Filipinos flee in tens of thousands

MANILA: Tens of thousands of villagers fled the likely path of a powerful typhoon bearing down Friday on the Philippines, as the government braced for the possibility of a second disaster just days after a storm killed more than 400.

Heavy rain drenched mountainous coastal regions in the northeast as Typhoon Parma tracked ominously toward heavily populated areas still saturated from the worst flooding in 40 years.

Parma was forecast to hit the east coast Saturday, packing sustained winds of up to 120 mph (195 kph) and gusts up to 140 mph (230 kph). Officials fear it may develop into a "super-typhoon," the government's weather bureau said.

President Gloria Macapagal Arroyo declared a nationwide "state of calamity" and ordered six provincial governments to evacuate residents from flood- and landslide-prone areas in the path of the storm.

The "state of calamity" extends the one applied to Manila and 25 provinces hit by the earlier storm. The declaration frees up funds to respond to emergencies.

The earlier storm, Ketsana, wrought a trail of destruction across four Southeast Asian countries, killing at least 422, including 293 in the Philippines, 99 in Vietnam and 14 in Cambodia. The Red Cross in Laos said Friday at least 16 people died and 100 were missing in two provinces that were still largely cut off.

In the Philippines, National Disaster Coordinating Council chief Gilbert Teodoro said children and minors can be evacuated from Parma's path by force, but adults will be given information to make their own decision.

"There is some resistance because they don't want to leave their homes behind for fear of looting," Melchito Castro, the disaster response chief in one threatened district, the Cagayan Valley, told The Associated Press. "If they can't be persuaded, we will be forced to get all the children and minors."

In Albay province alone, almost 50,000 people were evacuated Thursday and Friday with the help of the police and military trucks, said Cedric Daep, a top provincial disaster official.

The Philippines is hit by as many as 20 major storms a year and is well practiced at battening down. Typhoons in the region are most common and usually most powerful from August to November.

Laundry worker Mely Malate fled with her husband and six children to an evacuation centre in Albay, spurred by memories of a storm three years ago.

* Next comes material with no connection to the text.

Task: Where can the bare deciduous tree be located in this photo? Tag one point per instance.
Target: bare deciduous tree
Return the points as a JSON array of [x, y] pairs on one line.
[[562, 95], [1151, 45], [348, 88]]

"During the last typhoon, we were trapped inside the house by the flood waters and we had to climb to the roof," she said. "We are scared whenever there is a storm. When we left this morning, the river was already higher than normal."

Government chief weather forecaster Nathaniel Cruz said Parma appears to be carrying less rain but stronger winds than Ketsana, meaning the flood risk may be lower.

But a vast swath of the northern Philippines, including the capital of Manila, is already saturated from Ketsana, and any more rain poses danger.

Lake Laguna on the edge of the capital rose by more than 3.3 feet (one metre) as Ketsana passed and was in danger of spilling over into districts near Manila housing some 100,000 people, said Ed Manda, general manager of the Laguna Lake Development Authority.

The typhoon comes as the Asia region struggles to recover from two major earthquakes, one in the South Pacific that caused a deadly tsunami, and another in Indonesia.